With that in mind, the Chinese leadership is lowering the bar and tempering expectations at a time when China is expected to lead the world toward economic recovery.

The new growth target “is a political statement that says, ‘We can’t grow like we’d like to grow,’ ” said Patrick Chovanec, associate professor at Tsinghua University’s School of Economics and Management in Beijing. “They’re saying, ‘The economy is slowing, and we can’t admit to a hard landing.’ It’s an admission they can’t hit their target.”

To be sure, China already announced it would target slower growth of 7 percent when it released its current five-year-plan – an economic road map ending in 2015 that acknowledges the need to readjust the nation’s development model.

Whether or not Beijing accomplishes that will depend on the ability of the new generation of leaders set to take office later this year to reform entrenched interest groups such as powerful state-owned enterprises and coastal provinces with their large export industries.

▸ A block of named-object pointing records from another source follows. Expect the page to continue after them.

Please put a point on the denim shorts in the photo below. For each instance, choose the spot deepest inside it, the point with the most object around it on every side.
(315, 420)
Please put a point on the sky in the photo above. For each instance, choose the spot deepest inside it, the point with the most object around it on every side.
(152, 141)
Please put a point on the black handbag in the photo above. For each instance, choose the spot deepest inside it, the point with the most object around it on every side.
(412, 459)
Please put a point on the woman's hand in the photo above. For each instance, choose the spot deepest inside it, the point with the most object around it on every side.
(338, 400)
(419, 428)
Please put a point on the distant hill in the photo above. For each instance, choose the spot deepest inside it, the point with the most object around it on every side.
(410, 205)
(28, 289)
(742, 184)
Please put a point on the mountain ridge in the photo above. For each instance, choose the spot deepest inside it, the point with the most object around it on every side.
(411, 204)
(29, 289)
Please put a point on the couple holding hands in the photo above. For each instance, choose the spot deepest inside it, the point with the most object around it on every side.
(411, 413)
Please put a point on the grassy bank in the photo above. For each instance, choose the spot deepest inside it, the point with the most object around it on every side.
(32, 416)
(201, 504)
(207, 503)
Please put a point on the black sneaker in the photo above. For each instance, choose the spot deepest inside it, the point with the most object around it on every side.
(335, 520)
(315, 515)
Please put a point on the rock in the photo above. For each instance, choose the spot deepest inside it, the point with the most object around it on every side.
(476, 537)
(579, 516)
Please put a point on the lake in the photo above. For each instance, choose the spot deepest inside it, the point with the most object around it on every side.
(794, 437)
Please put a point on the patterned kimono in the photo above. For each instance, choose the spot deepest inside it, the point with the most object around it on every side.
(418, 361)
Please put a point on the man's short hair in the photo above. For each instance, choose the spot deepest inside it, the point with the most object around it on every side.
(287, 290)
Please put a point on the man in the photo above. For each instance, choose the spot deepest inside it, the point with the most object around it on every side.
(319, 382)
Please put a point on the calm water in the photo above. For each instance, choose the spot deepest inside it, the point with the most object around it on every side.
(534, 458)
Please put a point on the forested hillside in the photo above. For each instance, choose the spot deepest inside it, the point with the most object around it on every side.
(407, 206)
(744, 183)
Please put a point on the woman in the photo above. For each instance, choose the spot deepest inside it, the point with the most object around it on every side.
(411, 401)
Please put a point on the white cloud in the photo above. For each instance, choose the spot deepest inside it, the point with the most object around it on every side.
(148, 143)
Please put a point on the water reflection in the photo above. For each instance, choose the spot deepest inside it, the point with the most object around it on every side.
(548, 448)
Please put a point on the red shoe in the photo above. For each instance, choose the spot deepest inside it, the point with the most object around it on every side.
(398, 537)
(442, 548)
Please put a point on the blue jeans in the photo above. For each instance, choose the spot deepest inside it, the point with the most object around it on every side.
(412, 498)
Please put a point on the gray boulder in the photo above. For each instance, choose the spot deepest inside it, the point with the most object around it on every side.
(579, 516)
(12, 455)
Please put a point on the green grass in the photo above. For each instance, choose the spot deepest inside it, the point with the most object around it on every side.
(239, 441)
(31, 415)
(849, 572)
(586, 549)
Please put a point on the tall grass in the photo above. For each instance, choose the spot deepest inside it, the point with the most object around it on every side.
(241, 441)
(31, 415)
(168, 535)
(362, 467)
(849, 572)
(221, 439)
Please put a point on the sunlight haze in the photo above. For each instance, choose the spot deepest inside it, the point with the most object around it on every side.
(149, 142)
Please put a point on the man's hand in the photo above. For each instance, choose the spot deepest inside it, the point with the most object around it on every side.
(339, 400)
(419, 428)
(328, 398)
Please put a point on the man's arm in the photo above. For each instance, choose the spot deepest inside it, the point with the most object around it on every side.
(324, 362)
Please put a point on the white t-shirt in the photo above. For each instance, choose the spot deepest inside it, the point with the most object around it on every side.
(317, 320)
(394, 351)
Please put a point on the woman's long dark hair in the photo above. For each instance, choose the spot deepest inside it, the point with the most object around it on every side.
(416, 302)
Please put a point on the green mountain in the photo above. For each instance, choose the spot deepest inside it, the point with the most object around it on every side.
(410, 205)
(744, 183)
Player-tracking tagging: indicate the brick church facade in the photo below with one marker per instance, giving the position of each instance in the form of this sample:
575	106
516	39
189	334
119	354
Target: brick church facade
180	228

In a report released last week, the World Bank and a think tank attached to China’s State Council outlined necessary reforms such as boosting the private sector and financial industry to empower Chinese consumers.

Beijing will also have to convince local officials that their political careers won’t solely hinge on delivering robust gross domestic product. Until then, government cadres have every incentive to build empty airports and lavish government offices to ratchet up growth numbers.

A running joke in China is that the national government will report 9 percent growth one year, but when you add up all the provincial numbers, national growth is in the 12 percent range.

It’s this manipulation of the system that has created deep mistrust in Chinese growth figures – and by extension, the credibility of China’s new expansion target.

“I don’t believe in GDP numbers,” said Zhou Xiaochun, a sociology professor at People’s University in Beijing. “They’re fairy-tale figures. In China, we say officials create figures and figures create officials.”

In all likelihood, China will report much faster growth than 7.5 percent this year, barring another global financial meltdown.

China far exceeded its 8 percent target last year by expanding by 9.2 percent.

“It’s never really a target; it’s more about setting a floor for growth,” said Wang Tao, chief China economist at UBS. “We still expect growth above 8 percent.”